AI in Medicine and its Drawbacks

Each year, one out of every five patients admitted to a hospital in the United States for serious care develops acute kidney injury.

For a variety of reasons, these patients’ kidneys suddenly stop functioning normally and become unable to properly remove toxins from the bloodstream. The condition can permanently damage the kidneys, cause other illnesses or even lead to death. Acute kidney disease, or A.K.I., contributes to nearly 300,000 deaths in the United States each year, according to a 2016 study.

But if the condition is identified in its early stages and properly treated, it can be stopped or reversed.

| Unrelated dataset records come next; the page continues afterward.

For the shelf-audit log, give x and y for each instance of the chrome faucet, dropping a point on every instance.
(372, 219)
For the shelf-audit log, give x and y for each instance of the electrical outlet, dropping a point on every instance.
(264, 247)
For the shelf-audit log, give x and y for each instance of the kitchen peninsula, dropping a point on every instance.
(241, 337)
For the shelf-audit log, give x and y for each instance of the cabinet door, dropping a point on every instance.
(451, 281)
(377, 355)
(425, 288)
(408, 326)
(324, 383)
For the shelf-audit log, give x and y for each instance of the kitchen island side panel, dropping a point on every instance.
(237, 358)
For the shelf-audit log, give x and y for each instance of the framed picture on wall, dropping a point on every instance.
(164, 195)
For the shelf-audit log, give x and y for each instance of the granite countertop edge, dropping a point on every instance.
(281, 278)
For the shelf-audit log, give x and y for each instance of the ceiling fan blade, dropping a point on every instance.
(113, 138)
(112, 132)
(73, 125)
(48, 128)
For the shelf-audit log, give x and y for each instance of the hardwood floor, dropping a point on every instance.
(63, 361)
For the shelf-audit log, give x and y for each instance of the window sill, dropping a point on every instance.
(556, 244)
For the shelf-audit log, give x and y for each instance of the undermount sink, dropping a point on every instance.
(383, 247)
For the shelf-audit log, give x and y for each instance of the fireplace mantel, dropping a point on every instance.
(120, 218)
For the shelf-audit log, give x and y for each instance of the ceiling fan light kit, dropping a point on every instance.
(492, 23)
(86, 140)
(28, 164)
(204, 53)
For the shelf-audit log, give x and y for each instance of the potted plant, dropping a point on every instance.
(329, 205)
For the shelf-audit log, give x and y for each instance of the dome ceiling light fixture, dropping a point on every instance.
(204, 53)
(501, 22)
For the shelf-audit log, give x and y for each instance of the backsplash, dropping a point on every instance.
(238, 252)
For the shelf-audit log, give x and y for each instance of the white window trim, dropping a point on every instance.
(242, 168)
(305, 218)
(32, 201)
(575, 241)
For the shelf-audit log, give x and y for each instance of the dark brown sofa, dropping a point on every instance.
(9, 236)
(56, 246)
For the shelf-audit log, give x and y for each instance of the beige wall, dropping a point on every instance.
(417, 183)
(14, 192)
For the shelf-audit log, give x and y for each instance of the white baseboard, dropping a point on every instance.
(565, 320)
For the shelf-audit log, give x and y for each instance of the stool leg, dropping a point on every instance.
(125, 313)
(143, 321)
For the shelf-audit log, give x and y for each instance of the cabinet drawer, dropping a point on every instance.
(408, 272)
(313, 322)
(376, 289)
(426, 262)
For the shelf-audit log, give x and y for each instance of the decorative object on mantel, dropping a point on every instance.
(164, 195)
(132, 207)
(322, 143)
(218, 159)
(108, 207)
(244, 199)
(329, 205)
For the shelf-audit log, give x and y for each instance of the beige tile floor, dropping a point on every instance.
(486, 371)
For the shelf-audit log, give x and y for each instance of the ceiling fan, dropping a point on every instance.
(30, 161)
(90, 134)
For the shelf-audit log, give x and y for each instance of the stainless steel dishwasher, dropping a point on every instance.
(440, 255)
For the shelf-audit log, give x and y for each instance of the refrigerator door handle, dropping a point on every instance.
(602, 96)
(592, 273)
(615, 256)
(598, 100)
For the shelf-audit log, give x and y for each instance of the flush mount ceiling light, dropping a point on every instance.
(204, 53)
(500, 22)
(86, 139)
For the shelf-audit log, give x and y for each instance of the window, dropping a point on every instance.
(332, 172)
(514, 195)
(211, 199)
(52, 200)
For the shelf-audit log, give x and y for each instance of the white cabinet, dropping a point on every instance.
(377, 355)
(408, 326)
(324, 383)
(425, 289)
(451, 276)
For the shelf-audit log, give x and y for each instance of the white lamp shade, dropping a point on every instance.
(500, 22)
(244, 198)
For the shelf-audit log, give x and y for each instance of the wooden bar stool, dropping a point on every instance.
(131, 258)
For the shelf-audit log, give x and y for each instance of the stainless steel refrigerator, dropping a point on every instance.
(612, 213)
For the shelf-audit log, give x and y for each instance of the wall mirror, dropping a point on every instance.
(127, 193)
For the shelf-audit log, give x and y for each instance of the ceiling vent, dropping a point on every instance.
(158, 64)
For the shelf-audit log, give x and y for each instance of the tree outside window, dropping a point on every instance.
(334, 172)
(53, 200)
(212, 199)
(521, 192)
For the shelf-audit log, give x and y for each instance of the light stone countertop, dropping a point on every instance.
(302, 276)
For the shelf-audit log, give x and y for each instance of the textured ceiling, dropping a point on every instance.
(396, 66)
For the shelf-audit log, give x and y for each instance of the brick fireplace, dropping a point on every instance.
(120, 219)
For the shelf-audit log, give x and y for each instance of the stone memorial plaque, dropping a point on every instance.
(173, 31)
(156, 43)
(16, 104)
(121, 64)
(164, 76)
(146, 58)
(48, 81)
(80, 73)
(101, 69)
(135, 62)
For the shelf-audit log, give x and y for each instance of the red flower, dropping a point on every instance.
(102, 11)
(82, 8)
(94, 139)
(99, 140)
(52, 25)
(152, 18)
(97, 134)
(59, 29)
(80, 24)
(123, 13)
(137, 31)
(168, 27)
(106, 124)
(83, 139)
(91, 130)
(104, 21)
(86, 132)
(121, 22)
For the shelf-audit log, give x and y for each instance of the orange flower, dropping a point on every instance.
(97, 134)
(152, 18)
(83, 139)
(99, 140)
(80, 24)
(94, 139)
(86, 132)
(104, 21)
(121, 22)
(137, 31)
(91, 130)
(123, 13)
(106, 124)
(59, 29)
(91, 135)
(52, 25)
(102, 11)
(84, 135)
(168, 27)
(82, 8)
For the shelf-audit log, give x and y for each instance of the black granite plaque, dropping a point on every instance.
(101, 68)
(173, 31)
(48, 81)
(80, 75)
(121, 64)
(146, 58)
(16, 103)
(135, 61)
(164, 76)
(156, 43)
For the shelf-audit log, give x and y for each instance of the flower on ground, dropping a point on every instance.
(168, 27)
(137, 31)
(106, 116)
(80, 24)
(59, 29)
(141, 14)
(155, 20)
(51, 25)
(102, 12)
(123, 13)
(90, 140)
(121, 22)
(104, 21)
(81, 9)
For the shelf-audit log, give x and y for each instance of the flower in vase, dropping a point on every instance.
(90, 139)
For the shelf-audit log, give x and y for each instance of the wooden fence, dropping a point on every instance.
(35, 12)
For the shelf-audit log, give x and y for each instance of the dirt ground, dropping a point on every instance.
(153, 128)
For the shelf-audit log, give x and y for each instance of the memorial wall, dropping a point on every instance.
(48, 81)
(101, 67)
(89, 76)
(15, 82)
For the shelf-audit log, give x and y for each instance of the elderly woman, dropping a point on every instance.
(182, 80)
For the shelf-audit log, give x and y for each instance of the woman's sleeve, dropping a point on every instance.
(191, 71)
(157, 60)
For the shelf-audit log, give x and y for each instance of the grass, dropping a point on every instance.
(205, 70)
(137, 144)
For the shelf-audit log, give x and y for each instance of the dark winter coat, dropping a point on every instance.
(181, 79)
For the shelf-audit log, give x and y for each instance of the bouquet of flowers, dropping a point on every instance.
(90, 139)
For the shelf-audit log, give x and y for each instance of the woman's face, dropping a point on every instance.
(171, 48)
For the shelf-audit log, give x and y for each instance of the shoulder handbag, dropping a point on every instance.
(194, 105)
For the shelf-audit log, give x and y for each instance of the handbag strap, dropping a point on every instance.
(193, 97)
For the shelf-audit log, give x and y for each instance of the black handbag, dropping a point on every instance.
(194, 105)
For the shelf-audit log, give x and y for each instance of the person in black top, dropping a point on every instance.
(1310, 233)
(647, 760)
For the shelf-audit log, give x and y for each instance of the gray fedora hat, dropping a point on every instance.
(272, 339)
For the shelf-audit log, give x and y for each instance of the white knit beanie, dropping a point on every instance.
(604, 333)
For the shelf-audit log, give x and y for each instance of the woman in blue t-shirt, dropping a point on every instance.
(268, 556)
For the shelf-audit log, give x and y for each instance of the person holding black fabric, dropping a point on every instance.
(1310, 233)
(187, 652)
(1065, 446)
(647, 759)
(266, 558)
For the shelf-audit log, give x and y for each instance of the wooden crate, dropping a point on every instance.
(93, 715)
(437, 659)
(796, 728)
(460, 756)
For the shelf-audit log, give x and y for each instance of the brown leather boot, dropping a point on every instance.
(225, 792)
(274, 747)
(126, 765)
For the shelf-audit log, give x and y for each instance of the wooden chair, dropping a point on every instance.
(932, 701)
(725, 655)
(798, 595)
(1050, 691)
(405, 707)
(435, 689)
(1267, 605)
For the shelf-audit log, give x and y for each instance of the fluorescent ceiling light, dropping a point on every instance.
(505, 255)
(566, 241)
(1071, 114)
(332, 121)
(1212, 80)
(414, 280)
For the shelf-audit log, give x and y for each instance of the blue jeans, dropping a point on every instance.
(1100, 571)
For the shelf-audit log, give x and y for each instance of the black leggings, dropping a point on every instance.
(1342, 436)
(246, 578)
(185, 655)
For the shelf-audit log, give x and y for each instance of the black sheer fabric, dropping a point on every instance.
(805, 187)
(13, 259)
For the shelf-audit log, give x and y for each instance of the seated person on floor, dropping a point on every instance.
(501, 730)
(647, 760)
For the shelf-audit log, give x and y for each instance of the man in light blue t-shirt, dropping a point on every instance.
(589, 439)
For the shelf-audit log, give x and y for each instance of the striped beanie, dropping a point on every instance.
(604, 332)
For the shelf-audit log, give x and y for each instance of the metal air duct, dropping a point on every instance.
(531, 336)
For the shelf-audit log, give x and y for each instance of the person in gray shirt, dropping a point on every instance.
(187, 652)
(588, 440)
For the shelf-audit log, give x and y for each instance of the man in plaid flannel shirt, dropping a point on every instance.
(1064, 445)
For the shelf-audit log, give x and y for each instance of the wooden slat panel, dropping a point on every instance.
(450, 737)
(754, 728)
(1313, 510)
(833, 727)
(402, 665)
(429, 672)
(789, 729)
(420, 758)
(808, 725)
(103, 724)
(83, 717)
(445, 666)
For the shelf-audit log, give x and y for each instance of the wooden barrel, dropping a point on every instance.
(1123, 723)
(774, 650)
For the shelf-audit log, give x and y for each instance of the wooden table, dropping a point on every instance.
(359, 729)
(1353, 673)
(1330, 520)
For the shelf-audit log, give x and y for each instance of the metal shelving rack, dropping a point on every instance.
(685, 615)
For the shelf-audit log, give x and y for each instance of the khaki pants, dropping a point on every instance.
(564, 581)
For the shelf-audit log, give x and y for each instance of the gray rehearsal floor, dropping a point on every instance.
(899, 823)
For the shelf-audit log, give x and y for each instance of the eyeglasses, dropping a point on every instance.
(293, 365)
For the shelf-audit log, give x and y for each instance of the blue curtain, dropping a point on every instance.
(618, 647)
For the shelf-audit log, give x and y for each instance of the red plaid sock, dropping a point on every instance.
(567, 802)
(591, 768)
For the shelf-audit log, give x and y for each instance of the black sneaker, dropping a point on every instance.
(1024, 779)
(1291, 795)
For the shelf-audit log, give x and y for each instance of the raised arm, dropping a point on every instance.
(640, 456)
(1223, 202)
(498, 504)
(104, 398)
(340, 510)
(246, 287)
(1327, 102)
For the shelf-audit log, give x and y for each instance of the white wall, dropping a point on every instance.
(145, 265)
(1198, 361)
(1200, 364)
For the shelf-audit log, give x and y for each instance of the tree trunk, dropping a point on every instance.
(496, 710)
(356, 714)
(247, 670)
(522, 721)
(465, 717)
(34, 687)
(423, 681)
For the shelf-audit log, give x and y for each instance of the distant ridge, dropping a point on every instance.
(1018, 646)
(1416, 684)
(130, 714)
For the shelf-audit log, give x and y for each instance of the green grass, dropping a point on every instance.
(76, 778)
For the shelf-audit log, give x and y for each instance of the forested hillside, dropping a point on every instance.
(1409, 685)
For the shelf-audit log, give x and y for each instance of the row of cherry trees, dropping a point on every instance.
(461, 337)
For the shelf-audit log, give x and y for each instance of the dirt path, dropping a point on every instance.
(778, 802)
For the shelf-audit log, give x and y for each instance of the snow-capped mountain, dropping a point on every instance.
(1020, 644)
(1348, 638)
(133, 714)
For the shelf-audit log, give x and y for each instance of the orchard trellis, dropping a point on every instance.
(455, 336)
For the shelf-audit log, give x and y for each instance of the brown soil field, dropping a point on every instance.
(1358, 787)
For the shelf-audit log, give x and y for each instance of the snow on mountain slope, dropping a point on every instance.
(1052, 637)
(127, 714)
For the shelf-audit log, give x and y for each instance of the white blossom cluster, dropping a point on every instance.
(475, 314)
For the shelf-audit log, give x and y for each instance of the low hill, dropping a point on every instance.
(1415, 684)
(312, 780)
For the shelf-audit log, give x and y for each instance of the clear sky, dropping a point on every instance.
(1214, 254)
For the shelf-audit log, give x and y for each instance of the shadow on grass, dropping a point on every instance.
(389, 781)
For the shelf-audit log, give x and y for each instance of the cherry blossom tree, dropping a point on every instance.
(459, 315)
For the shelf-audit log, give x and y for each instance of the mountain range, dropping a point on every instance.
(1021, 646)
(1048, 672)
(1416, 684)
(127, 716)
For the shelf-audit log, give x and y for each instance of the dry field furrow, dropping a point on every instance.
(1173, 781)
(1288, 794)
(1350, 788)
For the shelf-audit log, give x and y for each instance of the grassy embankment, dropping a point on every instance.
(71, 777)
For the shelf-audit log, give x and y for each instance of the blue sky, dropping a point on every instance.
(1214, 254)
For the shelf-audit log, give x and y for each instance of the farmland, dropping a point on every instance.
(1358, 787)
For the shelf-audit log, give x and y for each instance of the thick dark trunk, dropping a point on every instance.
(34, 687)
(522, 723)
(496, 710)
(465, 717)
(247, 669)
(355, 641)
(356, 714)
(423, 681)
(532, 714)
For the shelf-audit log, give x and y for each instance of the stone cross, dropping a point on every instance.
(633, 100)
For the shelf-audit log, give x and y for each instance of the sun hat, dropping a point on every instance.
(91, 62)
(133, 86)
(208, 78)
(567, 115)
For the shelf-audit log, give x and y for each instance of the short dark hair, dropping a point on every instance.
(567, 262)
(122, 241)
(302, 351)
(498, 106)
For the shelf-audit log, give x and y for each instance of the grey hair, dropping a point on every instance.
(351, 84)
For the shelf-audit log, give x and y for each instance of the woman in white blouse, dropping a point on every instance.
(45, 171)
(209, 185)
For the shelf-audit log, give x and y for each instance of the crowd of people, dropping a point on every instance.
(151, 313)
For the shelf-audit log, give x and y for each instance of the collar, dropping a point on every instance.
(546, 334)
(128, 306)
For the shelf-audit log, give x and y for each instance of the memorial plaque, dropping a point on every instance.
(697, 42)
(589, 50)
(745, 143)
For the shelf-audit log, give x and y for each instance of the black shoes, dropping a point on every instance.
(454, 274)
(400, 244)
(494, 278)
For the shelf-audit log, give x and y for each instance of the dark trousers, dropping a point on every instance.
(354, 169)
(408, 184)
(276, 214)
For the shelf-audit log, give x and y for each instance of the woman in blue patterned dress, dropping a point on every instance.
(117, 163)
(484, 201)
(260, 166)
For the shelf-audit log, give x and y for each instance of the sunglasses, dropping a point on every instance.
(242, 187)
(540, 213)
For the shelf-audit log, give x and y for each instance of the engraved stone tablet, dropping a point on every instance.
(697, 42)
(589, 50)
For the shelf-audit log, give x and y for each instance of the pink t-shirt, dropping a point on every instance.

In a paper published on Wednesday in the science journal Nature, researchers from DeepMind, a London artificial intelligence lab owned by Google’s parent company, detail a system that can analyze a patient’s health records, including blood tests, vital signs and past medical history, and predict A.K.I. up to 48 hours before onset.

The paper is part of widespread efforts to build technology that can automatically diagnose or predict illness and disease, from diabetic blindness to meningitis to cancer. In academia and industry, particularly at companies like Google and DeepMind, researchers are rapidly improving this new type of automated health care.

But there are many questions regarding the research, especially when it involves big corporate labs. To build and improve their automated systems, such labs must acquire vast amounts of patient data from hospitals and other medical institutions. That has repeatedly raised concerns over patient privacy.